In I walked, where there were many people lolling around in red shirts of various fits. By this I mean, some tucked in, some out, some unbuttoned, some wrinkled, you understand. No one walked up to me so I walked around for a while, found the camera section, and figured out what I needed. Finally I went over to a small group of red shirts and asked if someone could aidez-moi? (Hopefully I said could you help me or aid me.) A guy said Oui and I told him I needed a camera and I would like the Cool Pix that was locked up. While I was asking him questions, he was looking everywhere but at moi, smiling at les jolie femmes, waving to his friends, checking his cell, totally disinterested with me. I decided to cut my losses and get out of there before he died of boredom. He had to ring it up, but could not take money, only provide me with a form to take to the cash register. On my way, I decided to pick up a scale, to see if all the patisseries were adding the kilos, but had to get a voucher for this. Big mistake. Huge. I go up to the cash register, wait in line for at least 20 minutes, although there was only one person in front of me. She had an issue I could not understand and it took several people to help her. Now, please understand, there were about 5 people behind the counter. One girl sat and just stared into space, another woman was on her cell phone, a man of some higher rank was going up to everyone and kissing them on both cheeks, and ca va-ing all over the place. When it was finally my turn and the line behind me was growing at a fast pace, she slowly rang up a form, then told me I had to go to the BACK of the store to get my scale. I am not sure why they did not open another register the others, but they did not. So I grumpily walked to the back of the store and waited in line again while several other people behind the counter kissed and greeted each other- maybe a shift change?-and caught up on a bit of news. A girl finally came out from the back, got my voucher and disappeared in the depths of that back room for a small eternity before she presented my scale to me. But, toute alors!, they had no bags, could I wait while they got some? Non. I did not know if they would go to China to get them.

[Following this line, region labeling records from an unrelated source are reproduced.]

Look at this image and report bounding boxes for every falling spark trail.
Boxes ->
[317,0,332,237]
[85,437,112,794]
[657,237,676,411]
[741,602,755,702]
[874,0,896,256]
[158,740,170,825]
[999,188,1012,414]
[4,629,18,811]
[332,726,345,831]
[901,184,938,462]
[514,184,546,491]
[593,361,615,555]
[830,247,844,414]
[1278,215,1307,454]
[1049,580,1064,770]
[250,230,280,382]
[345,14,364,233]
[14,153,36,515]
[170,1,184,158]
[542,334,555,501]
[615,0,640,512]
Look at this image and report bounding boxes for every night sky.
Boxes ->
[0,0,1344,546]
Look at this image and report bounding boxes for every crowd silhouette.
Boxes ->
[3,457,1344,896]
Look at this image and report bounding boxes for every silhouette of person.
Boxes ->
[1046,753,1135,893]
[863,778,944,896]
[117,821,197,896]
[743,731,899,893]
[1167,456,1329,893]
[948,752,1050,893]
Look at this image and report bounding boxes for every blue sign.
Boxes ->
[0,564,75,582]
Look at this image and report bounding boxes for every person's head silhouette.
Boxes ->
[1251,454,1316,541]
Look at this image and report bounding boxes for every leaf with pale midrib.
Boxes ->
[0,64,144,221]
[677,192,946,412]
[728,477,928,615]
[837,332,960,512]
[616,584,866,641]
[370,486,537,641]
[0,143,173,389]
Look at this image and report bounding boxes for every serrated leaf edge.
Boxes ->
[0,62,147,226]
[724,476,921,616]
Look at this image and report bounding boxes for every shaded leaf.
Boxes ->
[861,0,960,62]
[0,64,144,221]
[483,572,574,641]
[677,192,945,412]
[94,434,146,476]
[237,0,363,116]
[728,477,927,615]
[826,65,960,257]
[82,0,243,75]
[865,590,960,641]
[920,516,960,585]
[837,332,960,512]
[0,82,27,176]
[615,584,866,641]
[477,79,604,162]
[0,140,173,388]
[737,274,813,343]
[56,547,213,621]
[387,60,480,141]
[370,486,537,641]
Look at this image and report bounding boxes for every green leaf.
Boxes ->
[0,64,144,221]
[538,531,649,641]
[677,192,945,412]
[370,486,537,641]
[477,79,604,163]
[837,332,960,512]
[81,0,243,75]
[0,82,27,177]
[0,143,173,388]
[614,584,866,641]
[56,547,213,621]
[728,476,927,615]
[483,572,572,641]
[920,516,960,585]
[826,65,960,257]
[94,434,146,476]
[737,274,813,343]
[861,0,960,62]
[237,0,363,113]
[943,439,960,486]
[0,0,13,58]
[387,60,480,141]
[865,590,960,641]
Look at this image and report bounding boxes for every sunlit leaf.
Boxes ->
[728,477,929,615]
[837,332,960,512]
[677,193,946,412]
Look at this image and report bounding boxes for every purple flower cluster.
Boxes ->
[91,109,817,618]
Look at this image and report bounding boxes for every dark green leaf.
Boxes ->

The next day at school, I had a change of heart as my friend and I decided it would be ridiculous for me to use an adapter in my own country to charge a camera I bought in another. You see, my old Cool Pix used batteries, but my nouveau Cool Pix is chargeable. Darn you, Aston Kutcher! I knew this meant another fun trip to Darty so I steeled myself for more wasted time. And I did. Waste more time. A lot more time. I waited in line, while the woman fooled around with two other customers, then she told me I had to go to the back of the store to get some form, then bring it back up to her. Aughghggh! I knew what the back of the store meant. It makes the DMV look like Disney World. I stomped back there, only to wait in a very long line of irritated French people, while one guy filled out all the forms and many other counter guys lazily hung out. When it came to my turn, after I had almost stripped to my birthday suit because it was roasting hot in there, he tried to get me to buy an adaptor. He tried to get me to buy another camera. He tried it all. But by this time I was tough and no amount of sucre parle would wear me down. I got my form, went to the front, waited in yet another line and a new girl was totally freaked out by this return. She must have been very new or else the French never return stuff. The boss had to come over several times to help her as he decided I should get cash back and not a charge card credit. I would have taken dead monkeys just to get out of there.
From this very long story, you can learn:
1. Don't buy small appliances in France
2. Don't go to a big store like this if you want to do anything else at all that day.
3. Smile instead of scream. I cannot imagine how long I would have waited if I had acted the way I really felt. I would still be there.
4. Wear a bikini because the French have not quit got the whole temperature regulation thing down.